Medication should never be the first line unless behavioral and environmental interventions have been tried and failed, or unless a serious medical cause (infection, pain, metabolic problem) is found and needs pharmacological treatment. Sedatives used routinely for sundowning carry risks of falls, dependence, and masking underlying medical problems. A combination of routine, light, activity, and medical problem-solving is safer and often more effective.

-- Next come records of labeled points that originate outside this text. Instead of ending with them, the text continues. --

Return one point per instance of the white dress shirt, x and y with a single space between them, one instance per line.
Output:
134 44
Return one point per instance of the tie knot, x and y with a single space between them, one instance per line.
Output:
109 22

Does sundowning get worse over time?
Sundowning severity depends on the stage and type of dementia, not simply on how much time has passed. Some people sundown more in mid-stage dementia and less in late stage when overall awareness declines. Others experience persistent sundowning. Progression is unpredictable, but good environmental management and medical care can prevent escalation.

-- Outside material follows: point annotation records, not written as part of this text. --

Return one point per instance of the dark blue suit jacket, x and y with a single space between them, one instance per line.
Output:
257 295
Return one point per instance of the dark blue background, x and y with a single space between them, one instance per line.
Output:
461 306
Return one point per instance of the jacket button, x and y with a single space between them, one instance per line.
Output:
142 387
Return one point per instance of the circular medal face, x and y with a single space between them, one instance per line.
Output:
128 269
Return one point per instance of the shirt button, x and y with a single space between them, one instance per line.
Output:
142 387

Is sundowning more common in certain types of dementia?
Sundowning is reported across all dementia types—Alzheimer’s, Lewy body, frontotemporal, vascular—but seems more prevalent in Alzheimer’s and Lewy body dementia. It is not exclusive to dementia; it can occur in delirium, severe depression, or other conditions affecting cognition and mood regulation.
What time of year is sundowning worse?
Sundowning often worsens in winter when daylight is shorter, because circadian disruption is more pronounced with reduced natural light. Seasonal affective disorder in the caregiver can also indirectly worsen sundowning by reducing their emotional availability. Light therapy or ensuring outdoor time on bright winter days can help.